At some point during our experimentation, we started tracking the number of unique positions present in our training set as a way to monitor the effect of AlphaZero’s various exploration parameters. For example, when C=1, we would observe a large amount of redundancy in generated positions, indicating that the algorithm was choosing the same paths with high frequency and potentially not exploring enough. At C=4, the number of repeated positions was lower. In general, with Connect Four, it is not unusual to have ~30–50% duplicated data in your training window.
When repeated positions are found in your training window, they are likely from different model generations, which means that their associated priors and values may differ. By presenting these positions with varying targets to the neural network, we are effectively asking it to average the target values for us.
Rather than asking our network to average the data on its own, we experimented with performing de-duplication and averaging of the data prior to presenting it to the network. In theory, this creates less work for the network, as it does not have to learn this average itself. Also, de-duplication allows us to present more unique positions to a network each training cycle.
Extra Last Layer Filters
In the AlphaZero paper, the neural network takes the game input, and then runs it through 20 residual convolutional layers. The output of these residual convolutional layers is then fed into a convolutional policy and value head, which have 2 and 1 filters respectively.
We initially implemented the model and its head networks as described in the paper. Based on findings reported by Leela Chess, we increased the number of filters in our head networks to 32, which sped up training significantly.
Adding extra head filters had the unexpected side-effect of also reducing our precision errors during INT8 training, which allowed us to use TensorRT+INT8 during our entire training cycle. More on this here.
Multiple epochs per generation
After game generation, training is then performed so that our model can learn from recently generated data to create even more refined gameplay examples in the next cycle. We found that using 2 epochs of training per window sample provided a good bump in learning over single epoch training, without bottlenecking our synchronous training cycle for too long.
In AlphaZero, the authors used a sliding window of size 500,000 games, from which they sampled their training data uniformly. In our first implementation, we used a sliding training window composed of 20 generations of data, which amounts to 143360 games. During our experiments, we noticed that at model 21, there would be a large drop in training error, and a noticeable bump in evaluation performance, just as the amount of available data exceeded the training window size and old data started to get expunged. This seemed to imply that older, less refined data, could be holding back learning.

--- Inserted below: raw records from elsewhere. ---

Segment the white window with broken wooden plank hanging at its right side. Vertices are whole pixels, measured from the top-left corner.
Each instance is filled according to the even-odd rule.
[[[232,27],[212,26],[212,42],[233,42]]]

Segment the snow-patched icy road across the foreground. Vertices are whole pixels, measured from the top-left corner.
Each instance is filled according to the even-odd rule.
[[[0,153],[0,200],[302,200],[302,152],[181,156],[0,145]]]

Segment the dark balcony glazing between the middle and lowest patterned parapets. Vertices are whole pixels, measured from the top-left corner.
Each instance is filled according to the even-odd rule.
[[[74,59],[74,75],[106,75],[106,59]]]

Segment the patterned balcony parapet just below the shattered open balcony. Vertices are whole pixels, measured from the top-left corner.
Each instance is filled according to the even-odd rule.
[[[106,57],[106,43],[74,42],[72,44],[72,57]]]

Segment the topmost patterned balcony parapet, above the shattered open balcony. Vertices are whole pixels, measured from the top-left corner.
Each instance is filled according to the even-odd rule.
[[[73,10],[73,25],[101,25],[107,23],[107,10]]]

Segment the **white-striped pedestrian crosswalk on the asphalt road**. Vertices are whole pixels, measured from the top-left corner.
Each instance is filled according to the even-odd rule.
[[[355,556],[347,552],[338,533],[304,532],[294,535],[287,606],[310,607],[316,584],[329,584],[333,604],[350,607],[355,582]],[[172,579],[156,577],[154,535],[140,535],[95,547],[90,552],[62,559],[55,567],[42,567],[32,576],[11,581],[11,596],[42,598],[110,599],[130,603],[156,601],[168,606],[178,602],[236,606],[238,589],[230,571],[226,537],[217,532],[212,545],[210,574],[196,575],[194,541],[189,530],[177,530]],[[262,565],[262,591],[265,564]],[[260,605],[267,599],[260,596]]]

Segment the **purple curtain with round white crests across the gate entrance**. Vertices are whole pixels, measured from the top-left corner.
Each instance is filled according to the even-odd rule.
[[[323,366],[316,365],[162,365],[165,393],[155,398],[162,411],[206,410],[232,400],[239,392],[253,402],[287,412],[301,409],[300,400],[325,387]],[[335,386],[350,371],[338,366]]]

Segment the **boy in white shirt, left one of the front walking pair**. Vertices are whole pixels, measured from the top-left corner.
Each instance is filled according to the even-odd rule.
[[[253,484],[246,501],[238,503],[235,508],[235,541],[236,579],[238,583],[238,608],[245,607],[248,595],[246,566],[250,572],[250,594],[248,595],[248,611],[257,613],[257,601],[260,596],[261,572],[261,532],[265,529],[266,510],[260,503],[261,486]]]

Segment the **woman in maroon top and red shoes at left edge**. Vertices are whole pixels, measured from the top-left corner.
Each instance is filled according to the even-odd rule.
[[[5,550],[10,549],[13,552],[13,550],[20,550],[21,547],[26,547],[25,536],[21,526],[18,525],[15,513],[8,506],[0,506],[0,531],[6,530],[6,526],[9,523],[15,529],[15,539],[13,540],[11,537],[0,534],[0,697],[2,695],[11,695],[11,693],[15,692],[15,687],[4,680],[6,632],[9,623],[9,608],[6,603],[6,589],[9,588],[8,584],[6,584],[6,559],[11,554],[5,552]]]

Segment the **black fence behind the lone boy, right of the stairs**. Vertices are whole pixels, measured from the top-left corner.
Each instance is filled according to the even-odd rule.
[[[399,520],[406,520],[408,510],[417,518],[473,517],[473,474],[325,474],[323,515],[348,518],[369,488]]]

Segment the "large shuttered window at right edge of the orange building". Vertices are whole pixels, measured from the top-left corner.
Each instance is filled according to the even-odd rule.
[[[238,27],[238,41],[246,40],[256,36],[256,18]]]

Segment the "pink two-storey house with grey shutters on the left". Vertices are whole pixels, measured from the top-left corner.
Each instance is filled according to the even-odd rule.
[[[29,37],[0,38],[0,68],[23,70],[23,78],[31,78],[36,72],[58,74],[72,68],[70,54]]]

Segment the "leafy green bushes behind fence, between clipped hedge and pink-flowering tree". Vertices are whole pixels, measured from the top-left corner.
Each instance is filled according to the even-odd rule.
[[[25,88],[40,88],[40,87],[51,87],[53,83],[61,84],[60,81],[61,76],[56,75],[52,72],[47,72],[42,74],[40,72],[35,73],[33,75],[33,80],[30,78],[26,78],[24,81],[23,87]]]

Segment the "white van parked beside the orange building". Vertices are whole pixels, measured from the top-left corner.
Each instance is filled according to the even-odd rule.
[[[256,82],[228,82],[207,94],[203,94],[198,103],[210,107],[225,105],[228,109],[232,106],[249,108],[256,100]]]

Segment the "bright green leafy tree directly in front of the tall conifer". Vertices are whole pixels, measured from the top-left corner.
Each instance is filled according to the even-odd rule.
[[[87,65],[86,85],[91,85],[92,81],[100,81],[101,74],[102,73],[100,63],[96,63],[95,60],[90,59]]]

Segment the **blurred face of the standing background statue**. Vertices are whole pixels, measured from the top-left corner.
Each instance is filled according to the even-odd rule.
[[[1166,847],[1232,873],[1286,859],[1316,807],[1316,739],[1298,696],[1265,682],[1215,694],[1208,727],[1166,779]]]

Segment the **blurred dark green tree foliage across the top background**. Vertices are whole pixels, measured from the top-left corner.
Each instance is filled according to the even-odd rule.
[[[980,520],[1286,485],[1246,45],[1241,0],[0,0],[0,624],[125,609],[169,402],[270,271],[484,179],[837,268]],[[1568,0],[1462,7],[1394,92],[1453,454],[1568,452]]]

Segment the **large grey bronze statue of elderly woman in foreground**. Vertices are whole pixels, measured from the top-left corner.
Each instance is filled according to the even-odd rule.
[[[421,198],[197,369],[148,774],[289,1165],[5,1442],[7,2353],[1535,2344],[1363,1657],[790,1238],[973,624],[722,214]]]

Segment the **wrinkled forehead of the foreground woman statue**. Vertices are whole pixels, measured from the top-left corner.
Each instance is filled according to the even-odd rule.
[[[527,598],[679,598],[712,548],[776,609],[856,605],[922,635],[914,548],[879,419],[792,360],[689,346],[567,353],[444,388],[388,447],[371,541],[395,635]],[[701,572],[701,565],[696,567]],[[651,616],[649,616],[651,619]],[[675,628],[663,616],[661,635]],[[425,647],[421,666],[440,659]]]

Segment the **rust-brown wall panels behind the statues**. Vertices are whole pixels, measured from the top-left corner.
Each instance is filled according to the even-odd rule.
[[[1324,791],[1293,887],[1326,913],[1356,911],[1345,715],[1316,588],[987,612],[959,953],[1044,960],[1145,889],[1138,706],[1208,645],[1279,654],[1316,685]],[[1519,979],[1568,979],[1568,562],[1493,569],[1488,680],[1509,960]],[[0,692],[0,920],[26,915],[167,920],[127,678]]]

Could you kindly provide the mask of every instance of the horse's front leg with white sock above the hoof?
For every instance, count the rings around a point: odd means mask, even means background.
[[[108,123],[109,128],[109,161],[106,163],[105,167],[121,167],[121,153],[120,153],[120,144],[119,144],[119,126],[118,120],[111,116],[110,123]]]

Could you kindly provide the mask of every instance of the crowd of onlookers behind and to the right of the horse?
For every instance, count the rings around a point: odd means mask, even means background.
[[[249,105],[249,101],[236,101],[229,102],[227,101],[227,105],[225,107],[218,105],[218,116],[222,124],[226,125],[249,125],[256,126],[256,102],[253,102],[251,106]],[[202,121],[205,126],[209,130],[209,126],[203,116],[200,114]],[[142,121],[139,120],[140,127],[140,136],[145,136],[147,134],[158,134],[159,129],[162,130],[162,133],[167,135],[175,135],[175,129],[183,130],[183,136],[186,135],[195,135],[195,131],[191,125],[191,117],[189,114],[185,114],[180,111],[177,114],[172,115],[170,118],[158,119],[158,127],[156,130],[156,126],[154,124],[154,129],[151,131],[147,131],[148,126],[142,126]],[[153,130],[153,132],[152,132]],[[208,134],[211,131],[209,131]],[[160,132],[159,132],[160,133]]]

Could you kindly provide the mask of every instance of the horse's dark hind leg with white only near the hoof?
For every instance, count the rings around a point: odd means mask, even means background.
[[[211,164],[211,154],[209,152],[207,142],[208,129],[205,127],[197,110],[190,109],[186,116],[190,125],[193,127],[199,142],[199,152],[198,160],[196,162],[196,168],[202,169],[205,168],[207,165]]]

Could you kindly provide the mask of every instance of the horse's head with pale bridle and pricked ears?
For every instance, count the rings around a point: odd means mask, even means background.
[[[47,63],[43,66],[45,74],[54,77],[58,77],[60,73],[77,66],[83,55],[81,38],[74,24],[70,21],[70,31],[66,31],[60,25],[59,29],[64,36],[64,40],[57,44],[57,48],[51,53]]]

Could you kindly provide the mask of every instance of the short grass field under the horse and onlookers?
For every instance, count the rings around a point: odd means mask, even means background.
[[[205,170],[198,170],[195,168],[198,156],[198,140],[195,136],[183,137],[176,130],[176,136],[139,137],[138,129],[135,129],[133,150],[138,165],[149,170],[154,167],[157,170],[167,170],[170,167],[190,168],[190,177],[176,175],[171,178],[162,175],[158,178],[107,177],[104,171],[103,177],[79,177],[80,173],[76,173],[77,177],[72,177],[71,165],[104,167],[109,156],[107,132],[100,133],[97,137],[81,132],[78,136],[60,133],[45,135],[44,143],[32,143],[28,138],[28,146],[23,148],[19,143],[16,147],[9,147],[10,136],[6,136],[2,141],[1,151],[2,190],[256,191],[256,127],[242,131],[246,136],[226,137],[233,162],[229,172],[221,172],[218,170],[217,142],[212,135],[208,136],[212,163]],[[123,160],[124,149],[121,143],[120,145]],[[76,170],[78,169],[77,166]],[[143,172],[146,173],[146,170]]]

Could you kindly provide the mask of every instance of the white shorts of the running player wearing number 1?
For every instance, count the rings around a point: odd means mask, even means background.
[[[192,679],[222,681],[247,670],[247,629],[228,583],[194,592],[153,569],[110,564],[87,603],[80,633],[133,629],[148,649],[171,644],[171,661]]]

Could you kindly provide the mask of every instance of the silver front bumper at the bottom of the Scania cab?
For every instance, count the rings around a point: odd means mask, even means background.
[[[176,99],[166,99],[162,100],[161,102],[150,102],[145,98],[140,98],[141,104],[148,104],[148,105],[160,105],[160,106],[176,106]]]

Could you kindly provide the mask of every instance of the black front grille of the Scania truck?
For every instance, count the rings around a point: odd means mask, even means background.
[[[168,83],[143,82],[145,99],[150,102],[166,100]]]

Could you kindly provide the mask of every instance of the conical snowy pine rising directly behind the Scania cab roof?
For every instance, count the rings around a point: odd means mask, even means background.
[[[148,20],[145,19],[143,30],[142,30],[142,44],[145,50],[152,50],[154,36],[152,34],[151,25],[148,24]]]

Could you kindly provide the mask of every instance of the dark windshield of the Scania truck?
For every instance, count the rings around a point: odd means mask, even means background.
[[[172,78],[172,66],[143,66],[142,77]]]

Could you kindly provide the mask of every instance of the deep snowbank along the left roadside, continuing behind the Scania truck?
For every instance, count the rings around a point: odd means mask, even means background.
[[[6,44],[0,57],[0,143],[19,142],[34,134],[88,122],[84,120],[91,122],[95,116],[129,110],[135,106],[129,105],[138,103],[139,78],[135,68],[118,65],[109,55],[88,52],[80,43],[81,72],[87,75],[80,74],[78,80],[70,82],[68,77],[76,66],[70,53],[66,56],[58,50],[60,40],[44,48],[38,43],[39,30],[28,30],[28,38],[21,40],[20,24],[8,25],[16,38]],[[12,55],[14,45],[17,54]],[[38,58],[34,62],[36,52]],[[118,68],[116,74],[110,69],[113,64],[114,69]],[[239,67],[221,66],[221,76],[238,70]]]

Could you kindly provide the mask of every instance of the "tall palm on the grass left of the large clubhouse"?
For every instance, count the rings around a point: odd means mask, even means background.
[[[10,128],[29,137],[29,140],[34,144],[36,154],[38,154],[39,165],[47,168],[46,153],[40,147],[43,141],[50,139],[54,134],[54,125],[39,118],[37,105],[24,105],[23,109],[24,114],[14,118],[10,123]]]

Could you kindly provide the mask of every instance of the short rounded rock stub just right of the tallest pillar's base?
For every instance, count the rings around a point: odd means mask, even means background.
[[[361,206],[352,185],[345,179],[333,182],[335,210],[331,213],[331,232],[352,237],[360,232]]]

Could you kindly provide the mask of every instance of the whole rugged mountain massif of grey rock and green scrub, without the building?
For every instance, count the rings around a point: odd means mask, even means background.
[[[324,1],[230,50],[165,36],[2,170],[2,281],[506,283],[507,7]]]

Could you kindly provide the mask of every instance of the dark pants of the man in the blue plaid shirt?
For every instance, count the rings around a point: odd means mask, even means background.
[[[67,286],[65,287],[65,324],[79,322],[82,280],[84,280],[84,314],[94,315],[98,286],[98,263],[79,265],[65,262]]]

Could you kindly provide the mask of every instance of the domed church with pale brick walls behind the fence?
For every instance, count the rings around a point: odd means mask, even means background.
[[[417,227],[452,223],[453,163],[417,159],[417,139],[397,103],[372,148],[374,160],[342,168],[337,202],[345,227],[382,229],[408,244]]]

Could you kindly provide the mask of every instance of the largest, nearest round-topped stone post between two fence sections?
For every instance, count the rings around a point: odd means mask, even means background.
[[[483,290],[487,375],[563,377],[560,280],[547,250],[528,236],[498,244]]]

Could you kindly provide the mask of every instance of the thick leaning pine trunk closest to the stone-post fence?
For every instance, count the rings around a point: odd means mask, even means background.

To counteract this, we implemented a slowly increasing sampling window, where the size of the window would start off small, and then slowly increase as the model generation count increased. This allowed us to quickly phase out very early data before settling to our fixed window size. We began with a window size of 4, so that by model 5, the first (and worst) generation of data was phased out. We then increased the history size by one every two models, until we reached our full 20 model history size at generation 35.
An alternative way to achieve something similar would be to alter our sampling distribution, though we chose the above described method for its simplicity.
Putting it Together
So with all these tweaks, how much faster can we learn? Almost 4X faster: while it used to take ~150 generations to train a Connect Four player, we could now train in ~40 model generations.
For us, this amounted to a reduction from 77 GPU hours down 21 GPU hours. We estimate that our original training, without the improvements mentioned here or in the previous article (such as INT8, parallel caching, etc.), would have taken over 450 GPU hours.
Going through the exercise of tweaking these parameters gave us a sense for just how important hyper-parameter tuning is in Alpha Zero. Hopefully we will be able to take some of this knowledge and apply it to larger games.